Gone Home è un'avventura indie che punta tutto sulla narrazione e sulla scoperta attraverso l'esplorazione ambientale in modalità single-player. Ambientato in una casa di periferia il 7 giugno 1995, il gioco mette il giocatore nei panni di una giovane donna che torna da un lungo periodo all'estero e trova l'abitazione vuota, piena di domande senza risposta sulla famiglia e sugli eventi recenti.
Gameplay
Il cuore dell'esperienza è muoversi liberamente tra le stanze di una casa anni Novanta ricca di dettagli, esaminando gli oggetti personali lasciati dai residenti. Si aprono cassetti, ante e armadietti per osservare appunti, lettere, fotografie e oggetti quotidiani che restituiscono frammenti della storia familiare. Il movimento è in prima persona, senza vincoli di tempo né obiettivi imposti: si esplora al proprio ritmo, affidandosi solo all'osservazione.
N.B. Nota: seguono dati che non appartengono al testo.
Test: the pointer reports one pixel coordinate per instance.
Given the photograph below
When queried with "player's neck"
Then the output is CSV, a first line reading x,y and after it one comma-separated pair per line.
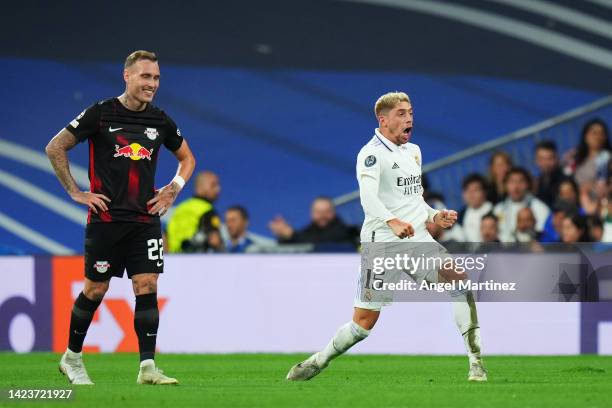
x,y
131,103
386,136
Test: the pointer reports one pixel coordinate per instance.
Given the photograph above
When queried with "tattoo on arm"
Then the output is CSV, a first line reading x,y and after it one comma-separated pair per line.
x,y
174,189
57,152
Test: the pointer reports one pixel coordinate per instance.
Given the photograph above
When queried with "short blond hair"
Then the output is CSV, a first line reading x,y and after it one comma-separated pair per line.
x,y
137,56
389,101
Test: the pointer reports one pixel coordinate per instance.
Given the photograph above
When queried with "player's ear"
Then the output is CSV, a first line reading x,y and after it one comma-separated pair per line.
x,y
382,120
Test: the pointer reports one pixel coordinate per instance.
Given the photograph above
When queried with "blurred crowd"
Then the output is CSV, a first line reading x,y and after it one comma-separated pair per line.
x,y
568,199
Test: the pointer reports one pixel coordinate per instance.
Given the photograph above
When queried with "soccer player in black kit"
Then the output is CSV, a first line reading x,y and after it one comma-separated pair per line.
x,y
123,231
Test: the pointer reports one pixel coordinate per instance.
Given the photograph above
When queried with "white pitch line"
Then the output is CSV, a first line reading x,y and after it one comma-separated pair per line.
x,y
43,198
40,161
34,237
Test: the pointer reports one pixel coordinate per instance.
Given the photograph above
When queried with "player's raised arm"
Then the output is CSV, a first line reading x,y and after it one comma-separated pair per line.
x,y
165,197
57,151
443,218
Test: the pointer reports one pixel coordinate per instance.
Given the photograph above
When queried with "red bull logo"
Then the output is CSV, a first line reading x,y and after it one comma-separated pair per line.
x,y
134,151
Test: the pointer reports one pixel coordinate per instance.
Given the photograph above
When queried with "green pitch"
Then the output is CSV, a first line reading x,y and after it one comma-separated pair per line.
x,y
249,380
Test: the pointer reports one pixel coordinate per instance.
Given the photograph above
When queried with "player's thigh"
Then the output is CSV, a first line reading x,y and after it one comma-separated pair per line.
x,y
95,290
103,251
144,253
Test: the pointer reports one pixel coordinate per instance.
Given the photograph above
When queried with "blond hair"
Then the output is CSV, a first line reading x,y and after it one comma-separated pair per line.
x,y
389,101
139,55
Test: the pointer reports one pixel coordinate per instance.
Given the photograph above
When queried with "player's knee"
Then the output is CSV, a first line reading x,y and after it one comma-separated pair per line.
x,y
366,319
95,290
144,284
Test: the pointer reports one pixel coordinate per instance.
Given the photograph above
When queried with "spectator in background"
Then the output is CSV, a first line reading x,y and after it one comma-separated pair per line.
x,y
590,160
554,223
525,227
518,188
575,229
595,228
475,199
500,164
325,227
551,174
237,223
567,190
489,231
194,225
607,219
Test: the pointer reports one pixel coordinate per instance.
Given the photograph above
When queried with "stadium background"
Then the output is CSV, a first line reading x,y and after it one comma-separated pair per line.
x,y
276,97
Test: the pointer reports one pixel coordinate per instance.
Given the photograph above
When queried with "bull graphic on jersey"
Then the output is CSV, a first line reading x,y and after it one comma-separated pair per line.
x,y
133,151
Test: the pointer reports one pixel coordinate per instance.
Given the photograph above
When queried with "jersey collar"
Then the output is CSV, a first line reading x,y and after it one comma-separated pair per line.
x,y
390,146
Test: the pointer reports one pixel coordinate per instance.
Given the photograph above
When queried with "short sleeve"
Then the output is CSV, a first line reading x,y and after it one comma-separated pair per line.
x,y
368,164
173,139
86,124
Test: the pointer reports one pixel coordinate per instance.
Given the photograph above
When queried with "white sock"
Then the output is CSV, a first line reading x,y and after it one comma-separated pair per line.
x,y
346,337
146,363
466,318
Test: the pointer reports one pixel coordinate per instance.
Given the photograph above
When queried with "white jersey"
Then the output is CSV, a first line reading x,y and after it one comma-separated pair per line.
x,y
390,187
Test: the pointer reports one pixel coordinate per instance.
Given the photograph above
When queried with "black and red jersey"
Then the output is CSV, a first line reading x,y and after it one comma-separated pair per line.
x,y
123,150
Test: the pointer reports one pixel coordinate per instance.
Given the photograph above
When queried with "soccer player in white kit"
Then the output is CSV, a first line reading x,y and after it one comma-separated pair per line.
x,y
389,176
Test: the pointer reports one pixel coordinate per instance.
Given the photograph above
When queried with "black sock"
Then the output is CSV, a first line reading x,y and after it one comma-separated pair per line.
x,y
80,319
146,322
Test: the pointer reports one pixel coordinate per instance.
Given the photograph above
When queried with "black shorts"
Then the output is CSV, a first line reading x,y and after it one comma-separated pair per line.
x,y
111,248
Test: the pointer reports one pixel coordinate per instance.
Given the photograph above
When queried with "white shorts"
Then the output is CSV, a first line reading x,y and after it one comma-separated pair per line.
x,y
425,247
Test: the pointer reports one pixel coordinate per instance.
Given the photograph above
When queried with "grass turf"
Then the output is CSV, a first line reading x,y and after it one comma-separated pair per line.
x,y
248,380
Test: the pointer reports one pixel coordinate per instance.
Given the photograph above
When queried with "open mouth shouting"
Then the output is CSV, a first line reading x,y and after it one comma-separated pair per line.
x,y
406,133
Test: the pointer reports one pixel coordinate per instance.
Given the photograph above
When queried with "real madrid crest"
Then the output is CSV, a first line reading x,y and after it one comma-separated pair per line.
x,y
151,133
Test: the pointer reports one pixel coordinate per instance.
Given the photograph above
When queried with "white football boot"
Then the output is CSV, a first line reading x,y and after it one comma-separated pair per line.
x,y
149,374
477,372
71,365
305,370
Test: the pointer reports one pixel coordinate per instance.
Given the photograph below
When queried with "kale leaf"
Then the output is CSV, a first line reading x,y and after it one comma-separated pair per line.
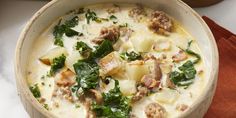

Il sound design integra rumori ambientali come la pioggia per accentuare il senso di solitudine. Ogni superficie e ogni oggetto può nascondere un indizio, spingendo a cercare con attenzione senza ricorrere a combattimenti o puzzle tradizionali. La progressione è volontaria e guidata dalla curiosità, lasciando che la storia emerga man mano che si scoprono nuovi spazi e dettagli.
Modalità di gioco
La modalità principale è l'esplorazione narrativa in single-player, interamente incentrata sulla scoperta degli eventi attraverso l'interazione con l'ambiente. Esiste anche una modalità commentary che offre oltre novanta minuti di interventi di sviluppatori, musicisti e doppiatori, attivabile tramite un'opzione all'inizio di una nuova partita per sovrapporre commenti all'esperienza principale.
Non sono presenti modalità competitive o cooperative: l'attenzione resta sull'indagine solitaria della casa e dei suoi contenuti. La struttura favorisce il replay, sia variando l'ordine di esplorazione sia ascoltando il commento audio nelle sessioni successive.
Storia e ambientazione
La narrazione ruota attorno alle vicende di una famiglia alle prese con cambiamenti, incertezze e difficoltà personali nella metà degli anni Novanta. I dettagli emergono gradualmente da documenti e oggetti sparsi che raccontano relazioni, vita quotidiana e momenti cruciali, senza la presenza diretta dei personaggi né dialoghi doppiati durante l'esplorazione. La casa è ricostruita con mobili, decorazioni e tecnologie tipiche dell'epoca, ancorando gli eventi al loro contesto storico.
Il giocatore ricostruisce la sequenza degli eventi collegando indizi tra le stanze, componendo un quadro completo della famiglia Greenbriar attraverso le prove accumulate, senza cutscene lineari né spiegazioni esplicite.
Vale la pena giocarci?
Gone Home è ideale per chi cerca esperienze narrative brevi e concentrate, dove il racconto ambientale prevale su azione e sfide meccaniche. L'assenza di puzzle e violenza abbatte le barriere d'accesso, rendendolo adatto a chi preferisce esplorare con calma e interpretare gli eventi in autonomia. Il gioco è disponibile su PC con la struttura single-player originale e il commento opzionale, invariati rispetto al lancio.
La critica ne apprezza la capacità di restituire una storia intima attraverso dettagli sottili, anche se il gradimento dipende dal gusto per un'indagine lenta e priva di obiettivi o conflitti esteriori. Chi cerca sistemi di gioco tradizionali potrebbe trovare limitante l'enfasi sull'osservazione, mentre gli appassionati di avventure narrative spesso valorizzano la forma compatta e l'attenzione al realismo domestico.